Но раз уж вы приехали из Москвы… Но не больше, чем на полчаса.
Я схватил такси и полетел. Помню, как вошел в полутемную прихожую, в коридоре было много всякой рухляди, а сам коридор, ведший на кухню, казался бесконечным, уходящим в иной мир. Иосиф поглядывал на меня с недоверием. Но вот я прочел первое стихотворение. Он поставил чайник. Я продолжал читать. После второго и третьего мы выпили портвейна. А после он неожиданно предложил пройтись. Стояла хорошая погода. Мы прошлись по Невскому, по Крюкову каналу, постояли у Новой Голландии…
Впоследствии я узнал, что мы прошли по любимому маршруту прогулок всех петербургских поэтов.
Я до сих пор чувствую, как там искривляется пространство. Бродский слушал мои стихи, зажмурившись, как кот, а я его – с открытыми ушами. Расстались мы поздно вечером. Меня потрясло: в какой степени у нас были схожи взгляды на Поэзию и поэтику как таковую!
И все же мы не были оригинальны. До этого додумывались и прежде. И ахматовское «Когда б вы знали, из какого сора…», хотя и по-своему, не было первым высказыванием на эту тему. Только мы с Иосифом поняли эту мысль буквально – как руководство к творчеству.
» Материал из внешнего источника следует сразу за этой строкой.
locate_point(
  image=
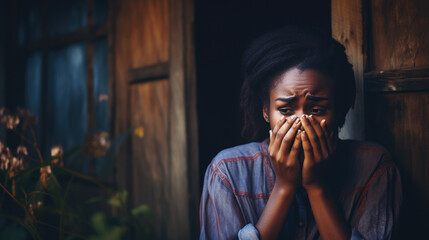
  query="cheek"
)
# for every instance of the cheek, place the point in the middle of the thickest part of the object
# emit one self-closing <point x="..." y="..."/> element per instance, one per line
<point x="274" y="117"/>
<point x="330" y="121"/>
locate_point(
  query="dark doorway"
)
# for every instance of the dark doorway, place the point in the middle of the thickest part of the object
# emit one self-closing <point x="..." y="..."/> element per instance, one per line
<point x="223" y="29"/>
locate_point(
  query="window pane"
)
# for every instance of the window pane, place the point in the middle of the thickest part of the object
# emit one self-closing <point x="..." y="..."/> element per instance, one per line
<point x="101" y="86"/>
<point x="33" y="87"/>
<point x="66" y="118"/>
<point x="66" y="16"/>
<point x="100" y="11"/>
<point x="29" y="21"/>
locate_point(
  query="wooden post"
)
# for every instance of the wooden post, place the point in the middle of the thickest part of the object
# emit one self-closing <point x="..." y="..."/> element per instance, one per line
<point x="182" y="121"/>
<point x="347" y="28"/>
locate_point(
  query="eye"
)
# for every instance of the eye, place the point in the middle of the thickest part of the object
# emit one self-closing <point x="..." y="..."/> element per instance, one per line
<point x="286" y="111"/>
<point x="318" y="111"/>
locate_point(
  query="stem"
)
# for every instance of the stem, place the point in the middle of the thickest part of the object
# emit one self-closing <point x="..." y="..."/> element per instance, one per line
<point x="36" y="147"/>
<point x="13" y="197"/>
<point x="22" y="136"/>
<point x="62" y="207"/>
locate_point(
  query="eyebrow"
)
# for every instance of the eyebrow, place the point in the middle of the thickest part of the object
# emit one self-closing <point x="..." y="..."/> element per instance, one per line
<point x="316" y="99"/>
<point x="309" y="97"/>
<point x="286" y="99"/>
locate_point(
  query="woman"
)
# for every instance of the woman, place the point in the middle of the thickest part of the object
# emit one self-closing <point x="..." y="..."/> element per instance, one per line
<point x="302" y="182"/>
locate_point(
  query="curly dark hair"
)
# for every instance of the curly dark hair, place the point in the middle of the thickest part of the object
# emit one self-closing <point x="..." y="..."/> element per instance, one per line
<point x="283" y="49"/>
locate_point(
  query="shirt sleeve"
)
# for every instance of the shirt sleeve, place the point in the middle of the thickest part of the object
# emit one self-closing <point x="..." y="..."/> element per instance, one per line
<point x="380" y="205"/>
<point x="220" y="214"/>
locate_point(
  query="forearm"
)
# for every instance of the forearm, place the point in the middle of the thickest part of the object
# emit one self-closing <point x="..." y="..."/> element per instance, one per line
<point x="329" y="220"/>
<point x="274" y="215"/>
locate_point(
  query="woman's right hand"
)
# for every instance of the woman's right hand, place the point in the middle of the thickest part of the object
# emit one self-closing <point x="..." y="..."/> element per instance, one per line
<point x="284" y="148"/>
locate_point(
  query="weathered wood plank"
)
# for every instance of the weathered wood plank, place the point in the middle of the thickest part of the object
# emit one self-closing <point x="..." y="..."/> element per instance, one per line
<point x="399" y="34"/>
<point x="85" y="34"/>
<point x="179" y="215"/>
<point x="151" y="168"/>
<point x="401" y="80"/>
<point x="347" y="29"/>
<point x="400" y="123"/>
<point x="149" y="73"/>
<point x="192" y="121"/>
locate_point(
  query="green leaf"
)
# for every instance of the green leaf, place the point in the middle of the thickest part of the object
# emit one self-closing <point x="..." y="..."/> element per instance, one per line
<point x="95" y="200"/>
<point x="118" y="199"/>
<point x="142" y="209"/>
<point x="13" y="231"/>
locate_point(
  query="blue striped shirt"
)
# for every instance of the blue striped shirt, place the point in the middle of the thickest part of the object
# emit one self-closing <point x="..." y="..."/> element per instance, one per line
<point x="238" y="182"/>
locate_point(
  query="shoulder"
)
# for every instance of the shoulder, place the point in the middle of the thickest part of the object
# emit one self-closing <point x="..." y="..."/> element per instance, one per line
<point x="243" y="152"/>
<point x="242" y="165"/>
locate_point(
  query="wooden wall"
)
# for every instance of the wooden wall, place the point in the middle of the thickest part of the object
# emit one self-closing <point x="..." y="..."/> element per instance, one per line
<point x="154" y="88"/>
<point x="395" y="61"/>
<point x="398" y="99"/>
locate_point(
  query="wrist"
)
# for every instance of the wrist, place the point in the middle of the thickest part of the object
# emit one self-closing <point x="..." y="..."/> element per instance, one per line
<point x="284" y="189"/>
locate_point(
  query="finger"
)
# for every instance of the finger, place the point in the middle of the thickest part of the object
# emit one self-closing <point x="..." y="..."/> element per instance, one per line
<point x="313" y="138"/>
<point x="290" y="137"/>
<point x="327" y="135"/>
<point x="308" y="150"/>
<point x="281" y="132"/>
<point x="296" y="147"/>
<point x="273" y="148"/>
<point x="321" y="136"/>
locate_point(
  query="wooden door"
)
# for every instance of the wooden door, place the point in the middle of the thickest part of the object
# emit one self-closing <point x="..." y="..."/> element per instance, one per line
<point x="154" y="88"/>
<point x="387" y="42"/>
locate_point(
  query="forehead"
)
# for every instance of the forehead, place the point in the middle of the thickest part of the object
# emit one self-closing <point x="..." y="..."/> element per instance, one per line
<point x="296" y="82"/>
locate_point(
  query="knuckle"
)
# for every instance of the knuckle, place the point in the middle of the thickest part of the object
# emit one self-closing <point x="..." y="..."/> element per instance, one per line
<point x="295" y="147"/>
<point x="314" y="138"/>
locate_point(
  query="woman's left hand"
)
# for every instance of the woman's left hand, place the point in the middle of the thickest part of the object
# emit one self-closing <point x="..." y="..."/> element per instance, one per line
<point x="317" y="145"/>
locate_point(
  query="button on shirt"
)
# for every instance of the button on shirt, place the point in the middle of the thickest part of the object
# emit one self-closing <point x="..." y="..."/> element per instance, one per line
<point x="238" y="182"/>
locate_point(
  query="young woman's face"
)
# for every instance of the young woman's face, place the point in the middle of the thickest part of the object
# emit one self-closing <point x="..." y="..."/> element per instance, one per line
<point x="297" y="92"/>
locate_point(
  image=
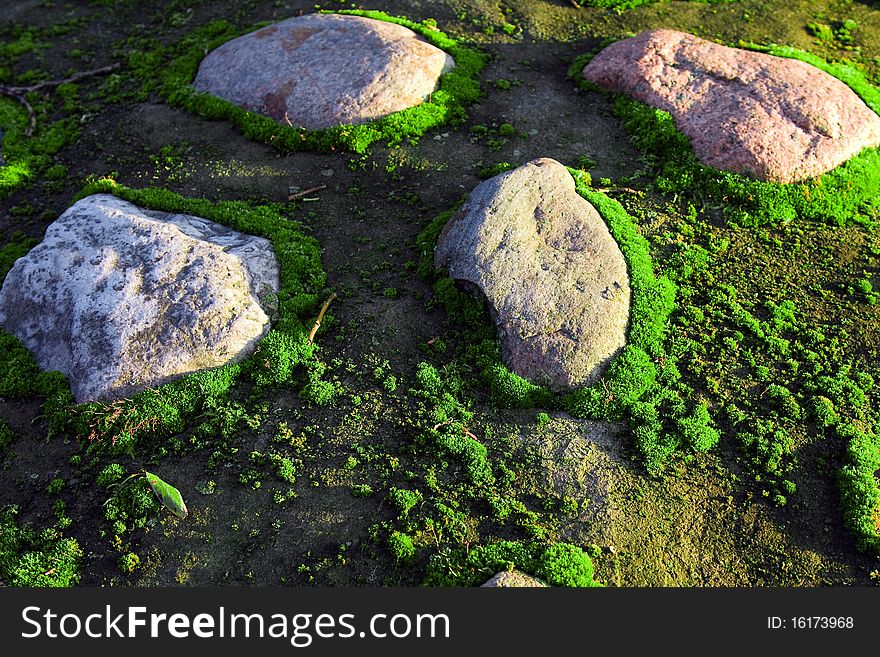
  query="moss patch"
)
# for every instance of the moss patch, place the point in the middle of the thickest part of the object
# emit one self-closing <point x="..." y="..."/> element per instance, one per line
<point x="840" y="197"/>
<point x="162" y="411"/>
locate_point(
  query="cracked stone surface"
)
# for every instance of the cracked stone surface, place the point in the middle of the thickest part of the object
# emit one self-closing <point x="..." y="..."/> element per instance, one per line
<point x="324" y="70"/>
<point x="120" y="298"/>
<point x="554" y="278"/>
<point x="774" y="118"/>
<point x="513" y="578"/>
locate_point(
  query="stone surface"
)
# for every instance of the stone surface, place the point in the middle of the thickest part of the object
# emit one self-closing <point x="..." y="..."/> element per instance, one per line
<point x="513" y="578"/>
<point x="554" y="278"/>
<point x="121" y="299"/>
<point x="323" y="70"/>
<point x="777" y="119"/>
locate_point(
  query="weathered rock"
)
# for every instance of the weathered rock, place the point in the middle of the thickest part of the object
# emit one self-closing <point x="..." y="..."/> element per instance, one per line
<point x="514" y="578"/>
<point x="777" y="119"/>
<point x="555" y="279"/>
<point x="323" y="70"/>
<point x="120" y="298"/>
Я осуществил эту идею, наверное, чуть больше, чем наполовину, а Иосиф воплотил это в такой степени, в которой это только и мыслимо. Мы еще встретились. Его изгоняли из страны, и он предложил мне помощь в эмиграции. Но я был один у матери, у меня была любимая девочка – иначе я бы и сам границу перешел.
– И потом, – сказал я ему, – будем мы, как Дон Кихот и Санчо Панса.
После я очень много работал над мастерством. Помогали мне безжалостная Юнна Мориц и добродушный Булат Окуджава. В самом дивном сне я не смог бы представить, что буду в его обществе пить чай с малиновым вареньем, и помогу накурить такую гору окурков, за которую Оля – его жена – долго еще не могла меня простить. Много мне кто помогал: Саша Величанский, к примеру. А пришел я к Людмиле Наровчатской – я проспал, едва уговорил ее встретиться.
– На полчаса, – сказала она, как Иосиф Бродский.
Я прочел несколько стихотворений, она позвала мужа.
– Посмотри, – сказала она, – перед тобой великий русский поэт.
Думаю, это был все же аванс. Потому что Юнна сказала мне:
– Если через два года вы будете писать, как сейчас, то вам лучше бросить.
Привыкший к восхищениям, я опешил. Но меня это настолько задело, что уже через полгода я реабилитировал себя в ее глазах, и с того времени мы с ней самые настоящие, самые подлинные и искренние друзья.